In Boston, data analysis teams will sort through 22 million data points collected from 30 test sites on seven microarray platforms and three alternative technologies, all of which ran the same four human RNA reference samples.
"The data presented at the Palo Alto meeting was very preliminary," explained Jensen. "Some of the 22 million data points had only been received a few days before and many of us were still preparing PowerPoint slides as we walked to the podium," he said.
"Each presenter only had 10 minutes to describe their preliminary results and there were many open questions about the interpretation of the data and error flags from the different manufacturers and in the choice of metrics to be used to compare the data," he said.
"Finally, there was little time to discuss any discrepancies in the conclusions from different presentations. All of these questions should be resolved in the next six weeks by careful comparisons of the different analyses and, most importantly, the many different assumptions that underlie any particular comparative analysis," Jensen said.
The Eighth Platform
The extension of the data analysis deadline to February has enabled MAQC to take on an eighth platform for the project, according to Damir Herman, a National Center for Biotechnology Information investigator who is a steering member of MAQC's probe-sequence based cross platform comparison group.
Herman told BioArray News this week that TeleChem International's whole-human-genome array had been added as the official eighth platform of MAQC. MAQC platforms are also provided by Applied Biosystems, Affymetrix, Agilent, GE Healthcare, Eppendorf, Illumina, and an array using oligos made by Operon and printed by the National Cancer Institute.
According to Mark Schena, a consultant with TeleChem, the company's data was generated using testing sites at Yale University and Wake Forest University, and should be ready for submission to MAQC soon. The testing was done on TeleChem's H25K Human Genome platform.
"Our expectation is that the data will be available literally in days," he told BioArray News this week.
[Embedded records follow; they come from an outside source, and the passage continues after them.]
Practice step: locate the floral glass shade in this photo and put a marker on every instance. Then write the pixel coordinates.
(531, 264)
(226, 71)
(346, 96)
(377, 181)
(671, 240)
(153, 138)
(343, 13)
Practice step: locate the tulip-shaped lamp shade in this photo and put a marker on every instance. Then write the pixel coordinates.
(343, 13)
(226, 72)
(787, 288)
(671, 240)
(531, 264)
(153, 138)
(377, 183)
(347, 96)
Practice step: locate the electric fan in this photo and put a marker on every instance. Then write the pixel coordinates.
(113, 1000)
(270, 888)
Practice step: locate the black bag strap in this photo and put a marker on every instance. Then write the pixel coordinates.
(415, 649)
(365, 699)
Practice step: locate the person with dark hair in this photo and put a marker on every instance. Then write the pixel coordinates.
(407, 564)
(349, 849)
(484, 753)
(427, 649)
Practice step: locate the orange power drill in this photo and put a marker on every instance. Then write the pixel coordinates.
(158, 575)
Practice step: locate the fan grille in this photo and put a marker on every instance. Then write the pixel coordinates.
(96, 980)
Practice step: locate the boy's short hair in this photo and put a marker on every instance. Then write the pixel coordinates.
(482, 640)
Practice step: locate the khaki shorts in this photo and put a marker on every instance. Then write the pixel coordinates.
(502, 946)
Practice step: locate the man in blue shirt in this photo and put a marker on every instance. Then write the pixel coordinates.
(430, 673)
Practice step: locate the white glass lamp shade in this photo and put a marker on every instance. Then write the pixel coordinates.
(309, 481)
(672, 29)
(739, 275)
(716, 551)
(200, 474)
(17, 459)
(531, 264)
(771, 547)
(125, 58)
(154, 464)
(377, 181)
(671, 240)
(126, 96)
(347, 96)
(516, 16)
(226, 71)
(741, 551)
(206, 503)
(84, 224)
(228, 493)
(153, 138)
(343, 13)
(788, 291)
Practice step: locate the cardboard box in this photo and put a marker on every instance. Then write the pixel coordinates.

Publication Delayed … Rats!
Because the MAQC project will not be able to finalize its data analysis until February, Tong said that the consortium will most likely submit manuscripts for a supplementary issue of Nature Biotechnology in May, and that it will probably take until September for that publication to review the manuscripts and publish them.
However both Tong and Herman said that MAQC is looking for alternative ways to get the QC metrics and the data to the public before September.
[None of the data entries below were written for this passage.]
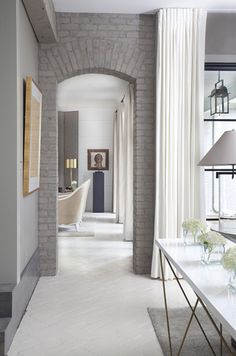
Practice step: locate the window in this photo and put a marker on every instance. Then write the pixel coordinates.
(212, 131)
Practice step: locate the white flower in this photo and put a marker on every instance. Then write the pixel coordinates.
(229, 259)
(195, 226)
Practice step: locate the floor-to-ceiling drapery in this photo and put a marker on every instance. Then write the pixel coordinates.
(179, 110)
(123, 163)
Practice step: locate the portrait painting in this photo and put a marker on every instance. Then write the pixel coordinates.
(98, 159)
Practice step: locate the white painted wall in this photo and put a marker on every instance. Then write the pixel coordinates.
(96, 131)
(28, 65)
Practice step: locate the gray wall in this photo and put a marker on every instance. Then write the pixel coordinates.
(18, 216)
(68, 145)
(123, 46)
(28, 52)
(9, 142)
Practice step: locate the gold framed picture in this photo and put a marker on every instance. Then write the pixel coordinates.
(32, 137)
(98, 160)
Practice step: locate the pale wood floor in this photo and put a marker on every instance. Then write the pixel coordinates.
(96, 305)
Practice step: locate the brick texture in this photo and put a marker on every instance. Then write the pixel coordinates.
(119, 45)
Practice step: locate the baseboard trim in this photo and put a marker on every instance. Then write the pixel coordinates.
(14, 301)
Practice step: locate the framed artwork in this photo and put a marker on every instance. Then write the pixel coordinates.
(32, 137)
(98, 160)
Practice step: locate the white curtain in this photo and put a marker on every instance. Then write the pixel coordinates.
(179, 111)
(123, 164)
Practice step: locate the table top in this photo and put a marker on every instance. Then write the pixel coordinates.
(210, 282)
(226, 228)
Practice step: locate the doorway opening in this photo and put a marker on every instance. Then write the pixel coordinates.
(95, 120)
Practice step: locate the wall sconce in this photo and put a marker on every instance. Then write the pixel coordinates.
(71, 163)
(219, 98)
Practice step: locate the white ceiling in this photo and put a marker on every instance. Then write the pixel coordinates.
(137, 6)
(90, 91)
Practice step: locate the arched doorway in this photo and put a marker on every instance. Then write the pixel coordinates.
(59, 62)
(96, 112)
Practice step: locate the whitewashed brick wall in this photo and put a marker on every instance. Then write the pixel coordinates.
(123, 46)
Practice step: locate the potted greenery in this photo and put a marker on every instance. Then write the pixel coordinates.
(213, 247)
(191, 230)
(229, 263)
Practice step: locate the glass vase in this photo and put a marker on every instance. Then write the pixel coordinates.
(212, 254)
(232, 281)
(189, 238)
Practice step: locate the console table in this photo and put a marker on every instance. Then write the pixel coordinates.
(209, 282)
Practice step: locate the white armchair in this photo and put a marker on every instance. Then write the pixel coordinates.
(72, 207)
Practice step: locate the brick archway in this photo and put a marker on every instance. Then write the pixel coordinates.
(105, 56)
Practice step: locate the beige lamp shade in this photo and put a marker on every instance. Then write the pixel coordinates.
(71, 163)
(223, 152)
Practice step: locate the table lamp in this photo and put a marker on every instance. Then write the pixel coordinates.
(222, 153)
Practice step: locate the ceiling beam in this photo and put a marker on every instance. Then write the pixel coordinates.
(42, 16)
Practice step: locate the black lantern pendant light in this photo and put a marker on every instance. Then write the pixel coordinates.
(219, 98)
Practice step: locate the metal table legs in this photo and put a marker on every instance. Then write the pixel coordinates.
(193, 314)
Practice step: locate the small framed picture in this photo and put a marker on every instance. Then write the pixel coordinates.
(98, 160)
(32, 137)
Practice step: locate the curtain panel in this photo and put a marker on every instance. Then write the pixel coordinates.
(123, 164)
(179, 111)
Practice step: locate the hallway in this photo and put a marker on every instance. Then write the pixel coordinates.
(95, 306)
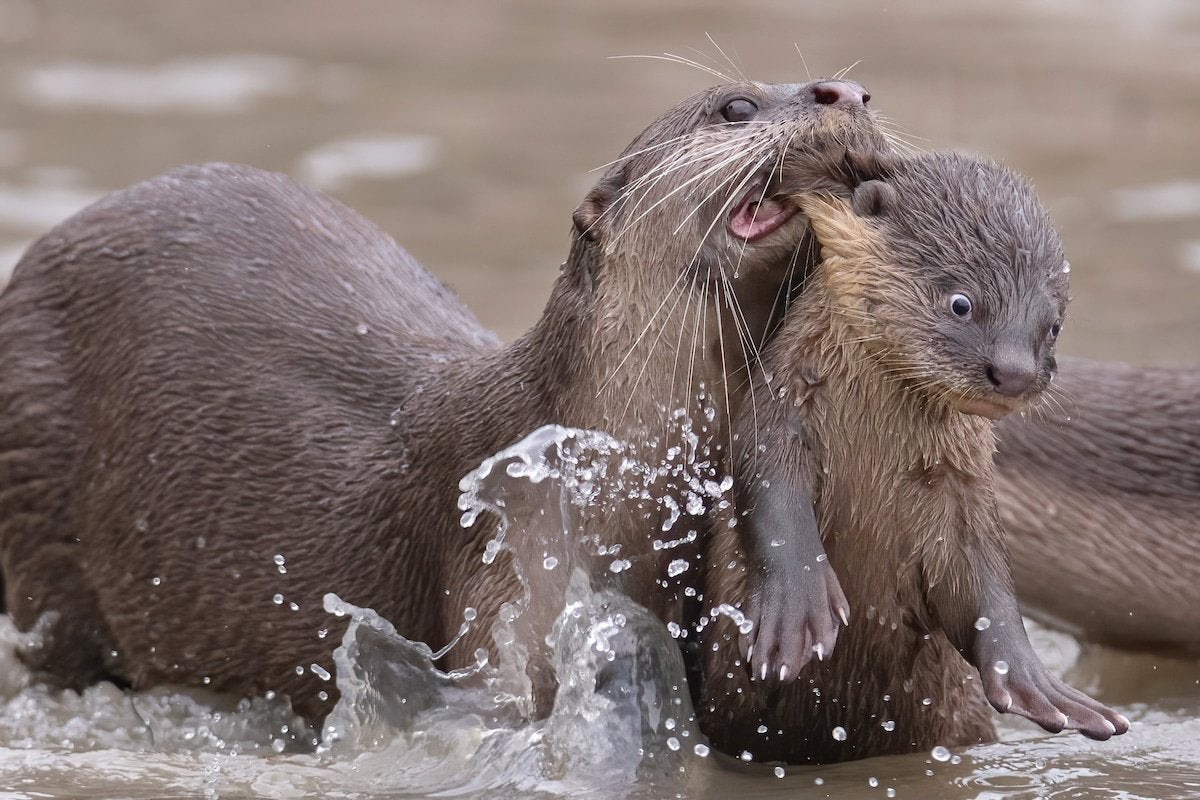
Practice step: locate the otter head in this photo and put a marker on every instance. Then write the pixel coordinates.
(954, 278)
(685, 242)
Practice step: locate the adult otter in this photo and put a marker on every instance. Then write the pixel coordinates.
(936, 306)
(217, 376)
(1099, 493)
Tong said that after the manuscripts are submitted, MAQC will make the data available on its website using the FDA's free ArrayTrack microarray data management and analysis software. Herman added that MAQC may "advertise" its progress in an earlier issue of Nature Biotechnology.
"We are discussing the possibility of having a forerunner publication that predates the complete MAQC study by a few months, preferably in the same journal," he said. "In that paper we would like to advertise the MAQC project and send out a strong optimistic message to the microarray community about the present status of the technology," he said.
Tong also said that MAQC will be holding brainstorming meetings over the next few months to discuss the consortium's future plans. He said that MAQC may embark on a similar project to develop QC metrics for array experiments that use the rat model.
"We will conduct a rat experiment, but not exactly the same as human because the nature of the rat is different from human. We will be able to do a more controlled experiment for the rat, so we would probably be more interested looking into the biological questions along with the quality control for the rat project," Tong said.
Tong said the rat project could coalesce by the MAQC meeting scheduled for Research Triangle Park, NC, in February 2007.